The main objective of this work was to develop a space-efficient method that is accurate up to medium high frequency with high testing throughput while being cost effective using almost all existing testing infrastructures in a high volume PCB manufacturing environment. To meet the goal, a new Gamma-T approach utilizes the time or frequency-domain measurements for two transmission line segments and T-resonator with minimal number of cross-sectioning. Two versions of Gamma-T technique are described in this paper: the cost-effective one for the production floor and the precise one for material identification/validation in a lab environment. Both versions are suitable for the material model identification for EDA tools.
Sensitivity of both versions to the strip width variations and launch reflections is investigated. It is shown that the cost-effective technique is sufficiently robust and accurate up to 20 GHz. The precise version can be used for material identification up to 50 GHz. The key to success in this project was using the right hardware (Introbotix probes) and software. Simbeor software was used to design test fixtures, extract Gamma from TDTs and S-parameter measurements and for the material model identification with the field solver models. Our conclusion is that the technique is ready for industrial use or standardization.
The entire paper explains the specifics of the technique, explaining the sensitivity to strip width as well as launch reflections. Finally, practical examples such as those in the figures below are explained and shown.
To test the proposed Gamma-T technique, a number of test boards were designed and investigated. One of the test boards with launches designed for the Introbotix hand-held probes is shown in Fig. 8.1. The board stackup is similar to what is expected in the production environment.
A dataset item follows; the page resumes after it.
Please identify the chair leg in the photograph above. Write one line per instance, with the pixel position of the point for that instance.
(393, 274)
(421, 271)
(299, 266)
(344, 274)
Optimization of launch and vias took about 2 hours of setup and analysis time in Simbeor electromagnetic signal integrity software .
Fig. 8.1. Test board for Introbotix hand-held probes. Launch is optimized for the probe footprint for single-ended transmission line. Viahole transition from the microstrip to the strip line is optimized separately.
Fig. 8.2. Insertion loss of the T-resonator measured with RF probes and VNA (red curve with *) and with hand-held probes and TDR scope (blue curve with o).
Fig. 8.3. Gamma as attenuation and phase delay extracted from TDTs measured with hand-held probes (black lines) and from S-parameters measured with VNA and probe station. Identified Wideband Debye model: Dk=3.933, LT=0.0133 @ 720 MHz. Identified conductor roughness Modified Hammerstad model: SR=0.575, RF=2.392.
The loss tangent was first identified with the T-resonator. The results are illustrated in Fig. 8.2. The resonance frequency is about 720 MHz. With the hand-held probes and TDR scope first the loss tangent is identified as 0.0133. To validate the results obtained with the TDT, we used RF probes and VNA and obtained LT=0.0121, that is within 10%. The insertion losses measured with VNA and TDR scope are very close as also shown in Fig. 8.2.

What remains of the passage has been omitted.